# Rv Cover



## Lonerider (Jul 22, 2010)

I plan on leaving my 280rs up on my property in northern Michigan this yr. for the first time. My property is in the snow belt which gets alot of snow. Was wondering what you guys do that live in areas that get alot of snow. Should I buy a cover to cover during the winter months or not? I don't live close by so I cannot go and keep the snow off the roof. Also should I worry about the snow load . Thank You for any help on this subject! Bob


----------



## CamperAndy (Aug 26, 2004)

Snow load would be the only real issue I see.
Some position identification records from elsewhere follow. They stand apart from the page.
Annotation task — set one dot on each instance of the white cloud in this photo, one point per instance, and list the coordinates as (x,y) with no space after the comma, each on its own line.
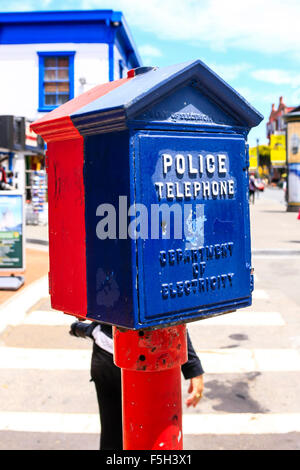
(229,71)
(277,77)
(270,26)
(149,51)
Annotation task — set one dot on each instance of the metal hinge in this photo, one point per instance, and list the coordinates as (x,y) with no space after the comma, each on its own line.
(49,283)
(252,280)
(46,161)
(247,162)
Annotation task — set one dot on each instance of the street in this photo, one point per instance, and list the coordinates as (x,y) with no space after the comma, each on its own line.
(251,359)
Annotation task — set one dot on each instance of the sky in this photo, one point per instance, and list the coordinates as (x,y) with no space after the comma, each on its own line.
(253,45)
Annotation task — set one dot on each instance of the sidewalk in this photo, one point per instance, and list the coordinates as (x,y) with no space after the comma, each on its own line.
(37,234)
(272,228)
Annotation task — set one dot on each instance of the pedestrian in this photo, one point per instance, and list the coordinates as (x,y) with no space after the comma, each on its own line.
(107,379)
(252,188)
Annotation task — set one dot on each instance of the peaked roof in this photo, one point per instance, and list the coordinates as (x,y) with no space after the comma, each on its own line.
(125,99)
(147,88)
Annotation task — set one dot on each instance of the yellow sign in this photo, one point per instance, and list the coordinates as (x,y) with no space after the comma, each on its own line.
(278,150)
(294,142)
(253,158)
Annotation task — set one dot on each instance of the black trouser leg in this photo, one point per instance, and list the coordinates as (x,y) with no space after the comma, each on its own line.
(107,378)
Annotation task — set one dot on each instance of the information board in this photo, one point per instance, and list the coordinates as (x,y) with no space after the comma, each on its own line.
(11,231)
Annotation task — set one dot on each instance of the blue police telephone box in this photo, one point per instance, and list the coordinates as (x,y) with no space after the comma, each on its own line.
(165,178)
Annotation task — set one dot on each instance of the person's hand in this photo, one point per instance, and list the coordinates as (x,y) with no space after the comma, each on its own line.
(196,391)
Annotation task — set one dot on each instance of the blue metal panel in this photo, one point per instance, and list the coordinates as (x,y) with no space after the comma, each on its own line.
(145,90)
(111,62)
(110,294)
(208,269)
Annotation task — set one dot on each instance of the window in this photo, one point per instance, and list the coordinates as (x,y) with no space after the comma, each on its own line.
(56,79)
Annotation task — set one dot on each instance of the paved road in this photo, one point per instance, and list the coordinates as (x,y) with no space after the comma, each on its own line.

Once you get over 2 feet and it gets wet it will be really heavy. I would not use a cover but would add Maxxair covers over the vents and then leave the vents open.


----------



## Y-Guy (Jan 30, 2004)

Most bring them home during the winter months or they have a shelter to keep the snow off. The snow, as Andy mentioned, is a very big deal and can collapse a roof with just a couple feet. The cover will not help with the snow weight, but will help with keeping the moisture from entering the Outback. The freezing water can damage things too. Moisture under the cover can also be a problem.


----------



## CdnOutback (Apr 16, 2010)

I live in Winnipeg where we get a fair amount of snow but not as much as the "lake effect" areas get. I have never covered a trailer yet and have never had an issue. We do put a tarp over the air conditioner.. that's all we do. The wind will usually keep blowing the snow off the roof.


----------



## H2oSprayer (Aug 5, 2006)

Maybe you could check with the local fairgrounds. I am able to store my unit inside one of the barns at our county fairgrounds for $10 per foot for the season, keeping the snow off the roof of my unit and easing my mind from having the snow on the roof.


----------



## mjwencl (Feb 25, 2004)

I'm wondering the same thing as to whether to cover my 2011 260FL or not. I've always pulled my unit out of the seasonal site and traveled an hour away to indoor storage and pay the storage fee. To keep it in place at my seasonal site costs me nothing and is less work of course. I've looked at the Goldline and Expedtion brand of covers. I would think a cover would be better than no cover. Indoor storage certainly made my last 2004 Outback 25RSS look like new when we traded it in for our 260FL recently.

Any other opinions on covers? Or tips to consider when covering or reasons not to cover a travel trailer.

I live in SE Minnesota.

Thanks - Cheers!

Michael


----------